Consider a labelled data set $$D = \{(x_1, y_1),...,(x_n, y_n)\} $$ on which we want to evaluate a machine learning algorithm using $k$-fold cross validation with $m$ different random seeds. This means that in total we need to train the algorithm on $mk$ distinct data splits whereby each data split consists of its own training set and test set.
For each of these $mk$ data splits we use two different performance metrics $f$ and $g$ to evaluate the trained machine learning algorithm on the test set.
Running this experimental setup delivers two matrices full of of performance measures $A^f, A^g \in \mathbb{R}^{m \times k}$. For example, $A^f_{ij}$ describes the performance of the trained algorithm on the test set of the $j$-th split based on the $i$-th random seed whereby the performance is evaluated using the performance metric $f$.
I am interested in studying the statistical association between the values in $A^f$, and $A^g$ using measures such as Pearson correlation and mutual information. I have the $mk$ statistical realisations $(A^f_{ij}, A^g_{ij}) \in \mathbb{R}^2$ to work with.
But what worries me is the fact that the value-pairs $(A^f_{ij}, A^g_{ij})$ are not the product of independent and identically distributed (i.i.d.) sampling because I feel that the value-pairs for each fixed matrix row $i$
$$(A^f_{i1}, A^g_{i1}),...,(A^f_{ik}, A^g_{ik}) $$
are not independent (and thus not i.i.d.) due to the underlying cross validation scheme. On the other hand, all estimation schemes for statistical association measures such as Pearson correlation (PC) or mutual information (MI) assume that you have i.i.d. samples of your random variables.
To me it seems that, for each fixed column $j$, the value-pairs
$$(A^f_{1j}, A^g_{1j}),...,(A^f_{mj}, A^g_{mj}) $$
are in fact i.i.d. Should I compute the PC and MI column-wise and then average out the resulting $k$ values?

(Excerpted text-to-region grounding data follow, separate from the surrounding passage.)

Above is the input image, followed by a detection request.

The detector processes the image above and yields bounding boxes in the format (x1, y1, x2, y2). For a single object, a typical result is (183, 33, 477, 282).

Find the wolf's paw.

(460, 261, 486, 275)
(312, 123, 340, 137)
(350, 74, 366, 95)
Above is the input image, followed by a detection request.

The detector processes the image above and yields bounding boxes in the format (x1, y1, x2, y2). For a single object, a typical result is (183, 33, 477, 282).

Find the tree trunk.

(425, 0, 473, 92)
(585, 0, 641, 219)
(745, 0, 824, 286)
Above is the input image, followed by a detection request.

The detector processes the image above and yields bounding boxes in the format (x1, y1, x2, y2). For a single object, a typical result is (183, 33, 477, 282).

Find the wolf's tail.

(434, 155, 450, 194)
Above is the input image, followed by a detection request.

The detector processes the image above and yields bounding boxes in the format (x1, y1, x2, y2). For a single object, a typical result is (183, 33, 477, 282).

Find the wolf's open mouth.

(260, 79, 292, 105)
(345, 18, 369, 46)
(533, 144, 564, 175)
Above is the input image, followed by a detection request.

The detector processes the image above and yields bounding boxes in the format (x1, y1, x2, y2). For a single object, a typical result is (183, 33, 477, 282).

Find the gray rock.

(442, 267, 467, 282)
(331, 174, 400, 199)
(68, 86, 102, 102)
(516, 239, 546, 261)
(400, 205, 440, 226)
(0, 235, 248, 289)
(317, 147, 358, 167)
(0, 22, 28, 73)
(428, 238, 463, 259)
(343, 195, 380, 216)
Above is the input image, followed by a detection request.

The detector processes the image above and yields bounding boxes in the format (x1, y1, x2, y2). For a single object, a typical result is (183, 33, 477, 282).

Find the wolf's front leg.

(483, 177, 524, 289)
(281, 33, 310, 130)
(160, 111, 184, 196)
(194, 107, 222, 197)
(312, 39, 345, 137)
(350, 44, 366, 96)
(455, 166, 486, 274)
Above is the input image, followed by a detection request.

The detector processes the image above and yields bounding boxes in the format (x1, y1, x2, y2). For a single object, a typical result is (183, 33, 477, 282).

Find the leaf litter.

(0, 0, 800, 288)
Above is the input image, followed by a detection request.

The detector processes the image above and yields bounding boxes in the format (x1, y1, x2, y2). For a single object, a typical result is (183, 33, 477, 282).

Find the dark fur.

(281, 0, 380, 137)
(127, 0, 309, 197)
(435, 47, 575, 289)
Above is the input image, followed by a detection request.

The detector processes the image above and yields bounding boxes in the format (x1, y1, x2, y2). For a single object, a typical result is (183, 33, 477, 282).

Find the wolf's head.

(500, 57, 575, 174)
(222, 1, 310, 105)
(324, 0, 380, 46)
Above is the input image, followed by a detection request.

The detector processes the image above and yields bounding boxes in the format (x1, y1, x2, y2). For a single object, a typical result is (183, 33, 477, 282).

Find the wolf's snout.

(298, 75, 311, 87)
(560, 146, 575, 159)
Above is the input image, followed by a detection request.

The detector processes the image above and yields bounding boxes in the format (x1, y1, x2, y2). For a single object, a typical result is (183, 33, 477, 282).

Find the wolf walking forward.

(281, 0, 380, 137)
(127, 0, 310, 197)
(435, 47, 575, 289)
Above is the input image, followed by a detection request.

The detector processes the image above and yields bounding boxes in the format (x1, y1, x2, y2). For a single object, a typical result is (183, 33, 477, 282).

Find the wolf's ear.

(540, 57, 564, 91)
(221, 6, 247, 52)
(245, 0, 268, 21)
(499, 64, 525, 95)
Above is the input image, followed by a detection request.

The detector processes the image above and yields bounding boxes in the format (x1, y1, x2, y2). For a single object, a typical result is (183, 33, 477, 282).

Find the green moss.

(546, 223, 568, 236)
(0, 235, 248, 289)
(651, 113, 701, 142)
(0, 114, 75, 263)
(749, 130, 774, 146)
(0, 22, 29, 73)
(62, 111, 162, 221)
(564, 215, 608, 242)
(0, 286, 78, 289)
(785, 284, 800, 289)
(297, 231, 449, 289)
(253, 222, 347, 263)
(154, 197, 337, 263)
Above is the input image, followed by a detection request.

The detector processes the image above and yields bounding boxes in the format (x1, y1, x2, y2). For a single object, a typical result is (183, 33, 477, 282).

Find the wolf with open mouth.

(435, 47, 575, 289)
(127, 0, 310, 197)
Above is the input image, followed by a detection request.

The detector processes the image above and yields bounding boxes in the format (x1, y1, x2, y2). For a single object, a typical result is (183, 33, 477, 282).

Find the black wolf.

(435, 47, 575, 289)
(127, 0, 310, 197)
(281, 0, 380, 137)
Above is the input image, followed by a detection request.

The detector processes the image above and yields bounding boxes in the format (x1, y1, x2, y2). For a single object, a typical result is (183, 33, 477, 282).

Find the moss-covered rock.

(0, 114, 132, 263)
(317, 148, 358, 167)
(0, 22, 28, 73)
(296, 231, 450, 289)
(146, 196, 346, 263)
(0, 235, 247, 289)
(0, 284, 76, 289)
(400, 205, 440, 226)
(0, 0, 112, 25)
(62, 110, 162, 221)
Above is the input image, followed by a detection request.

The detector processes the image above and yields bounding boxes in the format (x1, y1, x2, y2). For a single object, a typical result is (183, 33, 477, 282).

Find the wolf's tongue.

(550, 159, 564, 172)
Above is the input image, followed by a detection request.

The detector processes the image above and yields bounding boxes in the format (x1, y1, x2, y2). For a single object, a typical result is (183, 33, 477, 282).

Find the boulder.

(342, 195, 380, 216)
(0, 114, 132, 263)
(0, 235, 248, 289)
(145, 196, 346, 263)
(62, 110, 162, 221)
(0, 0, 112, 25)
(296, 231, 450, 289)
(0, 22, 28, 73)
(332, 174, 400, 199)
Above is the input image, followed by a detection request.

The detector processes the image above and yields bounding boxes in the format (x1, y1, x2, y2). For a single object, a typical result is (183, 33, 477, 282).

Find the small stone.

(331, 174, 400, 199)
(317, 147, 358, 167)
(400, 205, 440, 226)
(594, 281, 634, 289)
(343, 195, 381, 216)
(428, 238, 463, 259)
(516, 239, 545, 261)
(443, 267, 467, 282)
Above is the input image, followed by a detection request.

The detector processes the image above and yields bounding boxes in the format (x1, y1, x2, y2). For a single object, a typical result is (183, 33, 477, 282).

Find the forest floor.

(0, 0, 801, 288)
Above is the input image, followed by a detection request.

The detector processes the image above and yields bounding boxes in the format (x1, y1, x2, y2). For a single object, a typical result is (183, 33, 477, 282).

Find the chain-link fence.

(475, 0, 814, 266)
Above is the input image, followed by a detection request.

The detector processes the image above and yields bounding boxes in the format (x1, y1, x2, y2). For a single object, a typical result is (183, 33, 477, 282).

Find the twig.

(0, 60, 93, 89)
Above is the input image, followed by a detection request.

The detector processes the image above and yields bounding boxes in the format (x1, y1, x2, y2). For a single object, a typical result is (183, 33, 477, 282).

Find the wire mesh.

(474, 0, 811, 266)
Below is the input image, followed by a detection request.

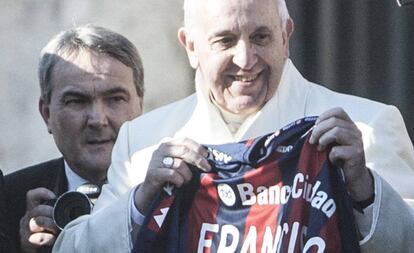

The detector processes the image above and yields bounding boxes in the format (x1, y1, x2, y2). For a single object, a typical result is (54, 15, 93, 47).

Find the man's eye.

(212, 37, 235, 49)
(219, 37, 234, 45)
(65, 98, 85, 105)
(108, 96, 126, 103)
(252, 33, 272, 45)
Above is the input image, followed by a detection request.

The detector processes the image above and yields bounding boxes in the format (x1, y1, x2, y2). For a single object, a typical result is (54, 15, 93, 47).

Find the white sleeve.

More generally, what is a statistically rigorous way to study the statistical association between the samples in $A^f$ and $A^g$ given the stochastic dependency structure in the matrix data imposed by the cross-validation scheme?
Am I overthinking this? I.e. should I simply brutally compute the PC and MI using all value-pairs $(A^f_{ij}, A^g_{ij})$ as if they were i.i.d. samples?